The researchers determined that, in cells lacking IGRM1, some of the same defense mechanisms get activated by the mitochondrial DNA and RNA (abbreviated mtDNA and mtRNA, respectively).

Notably, while different types of cells all produced interferons due to damaged mitochondria, the exact mechanisms differed in different cell types.

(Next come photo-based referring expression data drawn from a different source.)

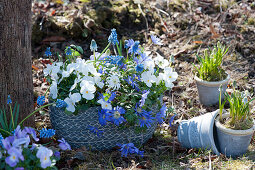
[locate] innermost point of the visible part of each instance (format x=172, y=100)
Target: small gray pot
x=209, y=91
x=198, y=132
x=232, y=142
x=74, y=129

Specifically, fibroblasts — a type of cell important for making structural proteins and wound healing — reacted primarily to mtDNA. By contrast, interferons in macrophages (a type of immune cell) were stimulated mainly by mtRNA.

“Both fibroblasts and macrophages made type 1 interferon, but the mechanism was different, suggesting that autoimmune diseases can affect different tissues in a selective manner,” Rai said.

A notable implication of this finding, according to the researchers, is that autoimmune research that has been validated in only one kind of tissue (for example, easily-collected blood samples) may not be reflective of changes in other parts of the body.

“Caution is warranted in developing therapeutics for systemic autoimmune disease that target single innate immune receptors … on the basis of pathways validated in select tissues such as blood,” the researchers wrote.

“These findings suggest that mtDNA and mtRNA may serve as an alarm system for failures in autophagic flux and that mitophagy — classically considered a housekeeping process — warrants much closer examination for its potentially fundamental roles in the programming of immune function,” the team concluded.